January 06, 2008

NAMI Chapters begining new Family to Family Classes

Every January most NAMI chapters around the country start their new sessions of their Family to Family courses - and we encourage everyone to sign up for one if you haven't already. Here is a brief description of the courses:

For nearly 10 years, NAMI (National Alliance on Mental Illness) Guilford County has offered a course called Family-to-Family. This course covers information about major depression, bipolar disorder, schizophrenia, schizoaffective disorder, panic disorder, obsessive compulsive disorder and borderline personality disorder. A series of 12 weekly classes is structured to help family members understand and support their ill relative while maintaining their own well-being. The course is taught by a team of trained volunteer family members who know what it's like to have a loved one with a serious mental illness in the family. There is no fee for this course.

The NAMI Family-to-Family Education Program was begun in 1991 by psychologist Joyce Burland, Ph.D., who had spent 20 years dealing with severe schizophrenia in her sister and daughter. She had never been given any instruction on how to be helpful to them, so she decided to write a standardized curriculum and training guide for other families. Now, more than 150,000 family members in the United States, Mexico and Canada have completed this course.

There is good reason to believe that Family-to-Family is an evidence-based program. Over the past decade, a research team at the University of Maryland in Baltimore and NAMI have collaborated on a series of studies to examine the benefits people receive when they complete Family-to-Family. These research studies show that those who have taken the course understand mental illness better, worry less and feel better able to care for their ill relative. Many family members describe the impact of taking this course as "life changing."

The only negative thing I've ever heard about these classes is that they have have for too long relied upon some very outdated views (or at least NAMI has in the past) on the cause and treatments of mental illness.

In the the major medical schools around the world today they teach what is known as the "Bio-Psycho-Social" model of mental illness which states that the causes and treatments of mental illness are factors that include biological predisposition, as well as psychological and social factors. By addressing all of these factors researchers tell us that you can both lower the risk of mental illness in your children, and reduce the risk of relapse in those who are mentally ill.

Unfortunately NAMI has relied upon the old and outdated model of schizophrenia as a purely biological disorder (ie. a "neuro-biological brain disorder") - ignoring or significantly under-emphasizing the advances during the past decade in understanding the psychological and social factors in mental illness. Psychiatrists, psychologists and neuroscientists all tell us that NAMI is seriously out of sync with the up-to-date medical profession in this key area. This thinking is perhaps best covered in Dr. Grohol's writeups on this important issue. You can view Dr. Grohol's writings below (and we encourage all NAMI members to read it and try to get NAMI to update their information in this area, if they are still pushing the old simple view of mental illness):

A Disorder by Any Other Name... By John Grohol, Psy.D.

NAMI's MISINFORMATION CAMPAIGN - Why Does NAMI Continue to Misinform the Public? By John Grohol, Psy.D.

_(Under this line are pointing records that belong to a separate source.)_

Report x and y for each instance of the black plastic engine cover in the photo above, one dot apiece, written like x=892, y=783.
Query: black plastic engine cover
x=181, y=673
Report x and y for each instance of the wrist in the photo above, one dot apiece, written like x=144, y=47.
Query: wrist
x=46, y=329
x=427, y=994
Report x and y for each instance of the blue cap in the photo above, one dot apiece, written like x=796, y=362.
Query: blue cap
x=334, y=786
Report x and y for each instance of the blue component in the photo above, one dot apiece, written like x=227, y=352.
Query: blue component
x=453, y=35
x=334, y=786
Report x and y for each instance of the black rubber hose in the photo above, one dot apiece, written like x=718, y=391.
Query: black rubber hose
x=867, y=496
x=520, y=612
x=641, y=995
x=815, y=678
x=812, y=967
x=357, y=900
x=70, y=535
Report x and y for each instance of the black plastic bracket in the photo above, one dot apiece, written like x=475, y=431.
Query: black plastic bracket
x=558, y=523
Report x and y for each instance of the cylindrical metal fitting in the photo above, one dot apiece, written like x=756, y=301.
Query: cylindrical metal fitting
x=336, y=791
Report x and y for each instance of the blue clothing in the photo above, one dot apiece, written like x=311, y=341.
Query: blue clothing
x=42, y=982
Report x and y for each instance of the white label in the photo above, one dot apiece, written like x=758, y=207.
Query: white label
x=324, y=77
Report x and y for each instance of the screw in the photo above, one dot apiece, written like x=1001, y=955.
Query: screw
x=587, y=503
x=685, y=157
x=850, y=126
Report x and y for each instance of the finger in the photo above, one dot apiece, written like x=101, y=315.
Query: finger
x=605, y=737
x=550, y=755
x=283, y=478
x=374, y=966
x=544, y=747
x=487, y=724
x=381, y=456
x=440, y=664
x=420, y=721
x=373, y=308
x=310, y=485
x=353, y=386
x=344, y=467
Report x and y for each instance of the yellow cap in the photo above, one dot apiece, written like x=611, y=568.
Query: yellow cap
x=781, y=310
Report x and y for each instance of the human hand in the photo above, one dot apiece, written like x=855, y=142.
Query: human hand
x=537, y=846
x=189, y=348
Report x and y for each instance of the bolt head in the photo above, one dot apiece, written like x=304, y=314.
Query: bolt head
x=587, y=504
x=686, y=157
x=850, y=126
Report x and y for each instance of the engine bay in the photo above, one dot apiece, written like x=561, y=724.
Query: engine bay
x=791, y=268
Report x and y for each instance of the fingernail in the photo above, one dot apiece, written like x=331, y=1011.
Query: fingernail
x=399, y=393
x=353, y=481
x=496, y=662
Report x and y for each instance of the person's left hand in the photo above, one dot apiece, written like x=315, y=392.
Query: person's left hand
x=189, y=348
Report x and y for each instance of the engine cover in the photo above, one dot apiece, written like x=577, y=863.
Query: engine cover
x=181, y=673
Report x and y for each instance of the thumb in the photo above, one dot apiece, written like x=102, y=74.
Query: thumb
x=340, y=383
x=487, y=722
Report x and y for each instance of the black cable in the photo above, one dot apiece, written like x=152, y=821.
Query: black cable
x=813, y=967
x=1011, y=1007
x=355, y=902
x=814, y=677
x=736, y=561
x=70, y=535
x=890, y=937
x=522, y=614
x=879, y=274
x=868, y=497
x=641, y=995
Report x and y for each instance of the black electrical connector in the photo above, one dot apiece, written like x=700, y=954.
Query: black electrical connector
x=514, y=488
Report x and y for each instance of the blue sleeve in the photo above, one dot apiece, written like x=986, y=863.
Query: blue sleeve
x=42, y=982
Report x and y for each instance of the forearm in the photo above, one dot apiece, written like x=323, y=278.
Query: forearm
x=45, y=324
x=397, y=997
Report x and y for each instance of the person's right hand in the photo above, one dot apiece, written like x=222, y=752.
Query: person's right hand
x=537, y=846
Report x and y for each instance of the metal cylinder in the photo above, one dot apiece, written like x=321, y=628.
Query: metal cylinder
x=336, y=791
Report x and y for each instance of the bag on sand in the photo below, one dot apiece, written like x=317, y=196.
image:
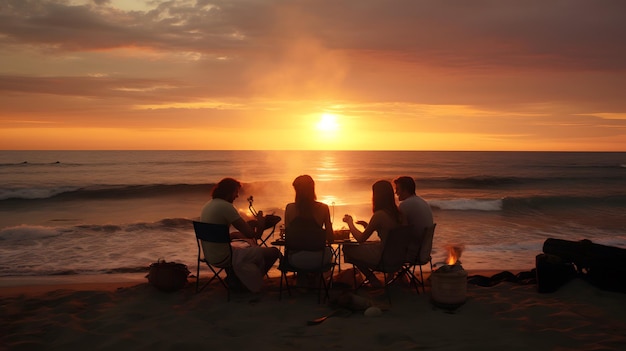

So - we recommend you take the NAMI Family to Family class - but disregard their message that mental illness is only biological (if they in fact are still calling it simply a "neuro-biological brain disorder"). Try to encourage them to update their science and cover the psychological and social factors too. I know that they are doing this to try to sway public opinion about mental disorders - thinking that if they are explained as purely biological then people (voters, congress, etc.) will result in increased funding for research, etc. However the cost of this inaccuracy is too high - if we are to prevent mental illness in our families then we need to know all the facts, and the facts as research is suggesting for the past decade is that social and psychological (especially high levels of ongoing stress) are key factors in the development of schizophrenia and other mental illness. Families need to know this so that they can prevent it in future generations.

To Sign up for a class in your area - check the NAMI list of local chapters and affiliates - and contact them and ask them if they offer the Family to Family class (or something similar).


Additional Reading:
The Bio-Psycho-Social model in action (pdf download)

Is Schizophrenia Psychological Or Biological?


Comments

So are we saying that mental illness is not primarily a physical disorder? It is primarily a result from social environemnt? Sorry, I am trying to learn.

Posted by: Curious at January 8, 2008 12:11 PM

Scrath that last comment. I'll go read the "Is Schizophrenia Psychological Or Biological?" article first. Sorry.